AUGUST CHALLENGE DAY 16
For the Silly Season I've set myself the challenge of visiting a different art exhibition on every day of the month and blogging about it.
Sunday August 16
Exhibition: Fausto Pirandello
Place: The Estorick Collection
The children of the famous rarely achieve equivalent success in a different sphere to that of their parent. Fausto Pirandello, son of Italy’s most celebrated playwright, did. He may not have been very well known internationally but in Italy he was regarded as one of their top 20th century painters. This exhibition is a rare chance for London to see why.

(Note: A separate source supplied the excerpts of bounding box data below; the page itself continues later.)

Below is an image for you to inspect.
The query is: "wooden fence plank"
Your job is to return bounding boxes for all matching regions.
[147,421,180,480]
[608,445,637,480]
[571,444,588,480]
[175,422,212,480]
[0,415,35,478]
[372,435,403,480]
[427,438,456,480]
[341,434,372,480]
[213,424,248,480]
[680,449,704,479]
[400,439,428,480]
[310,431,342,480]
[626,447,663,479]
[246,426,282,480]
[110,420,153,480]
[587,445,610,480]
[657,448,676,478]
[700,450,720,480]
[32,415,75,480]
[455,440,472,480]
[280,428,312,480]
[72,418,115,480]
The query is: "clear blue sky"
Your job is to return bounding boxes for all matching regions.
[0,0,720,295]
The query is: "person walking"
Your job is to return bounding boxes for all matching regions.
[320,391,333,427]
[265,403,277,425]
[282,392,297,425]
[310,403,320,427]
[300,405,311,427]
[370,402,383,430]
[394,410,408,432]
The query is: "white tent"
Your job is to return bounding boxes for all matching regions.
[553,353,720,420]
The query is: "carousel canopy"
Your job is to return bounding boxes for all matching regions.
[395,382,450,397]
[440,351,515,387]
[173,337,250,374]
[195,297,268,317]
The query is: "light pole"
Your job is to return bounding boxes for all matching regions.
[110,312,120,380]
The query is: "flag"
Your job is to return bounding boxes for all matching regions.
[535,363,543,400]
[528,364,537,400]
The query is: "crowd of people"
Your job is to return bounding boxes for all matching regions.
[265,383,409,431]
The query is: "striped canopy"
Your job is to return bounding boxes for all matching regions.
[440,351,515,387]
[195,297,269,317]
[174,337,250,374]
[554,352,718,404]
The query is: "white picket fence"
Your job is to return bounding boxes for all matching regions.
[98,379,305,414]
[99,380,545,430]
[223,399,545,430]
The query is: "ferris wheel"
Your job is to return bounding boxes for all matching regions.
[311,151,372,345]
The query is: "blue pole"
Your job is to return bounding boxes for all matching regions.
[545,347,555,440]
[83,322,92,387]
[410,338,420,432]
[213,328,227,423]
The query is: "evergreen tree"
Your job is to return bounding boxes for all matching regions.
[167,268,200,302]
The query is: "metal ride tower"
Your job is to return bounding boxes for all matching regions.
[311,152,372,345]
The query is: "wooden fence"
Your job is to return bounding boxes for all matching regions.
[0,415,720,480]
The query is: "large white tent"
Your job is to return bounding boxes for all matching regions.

Antonio (the artist's son) 1944
It’s a concise survey of a long working life, from the 1920s to the 1960s. Pirandello’s early paintings show his indifference to the stand-out Italian art movements of his time – he owed nothing to the futurists, and little to de Chirico, though he knew him and claimed him as an inspiration. A residence in Paris in the late 1920s brought Pirandello into contact with cubism and surrealism, and these marked his work but only to a limited extent. Back in Rome he associated with other artists of his own generation, who formed a loose Roman school. But for the most part Pirandello went his own way.
Nude 1928
He was born in Sicily and I wonder if this is a clue to the general earthiness of many of these paintings. In his female nude studies of the 1920s and 1930s flesh has the colour of red earth, and the body is seen without illusion or idealization. The catalogue claims him as a precursor of Lucien Freud’s vulgarised flesh, but I see these nudes as reflecting the peasant life of Sicily in that period, with its sexual energy and mythological associations. I remember D. H. Lawrence expanding on this in his book Sea and Sardinia.
Composition1928
Many of Pirandello’s work carry obscure meanings, as if drawing on his unconscious as well as his conscious mind. There are disappearing limbs, items out of time, errant details.
Reversed figure 1953
Pirandello’s post-war painting is brighter. He continued to paint the nude, often in groups of bathers, presumably following Cezanne and Picasso. But Pirandello was really his own man and I hugely enjoyed the energy and quirkiness of his paintings.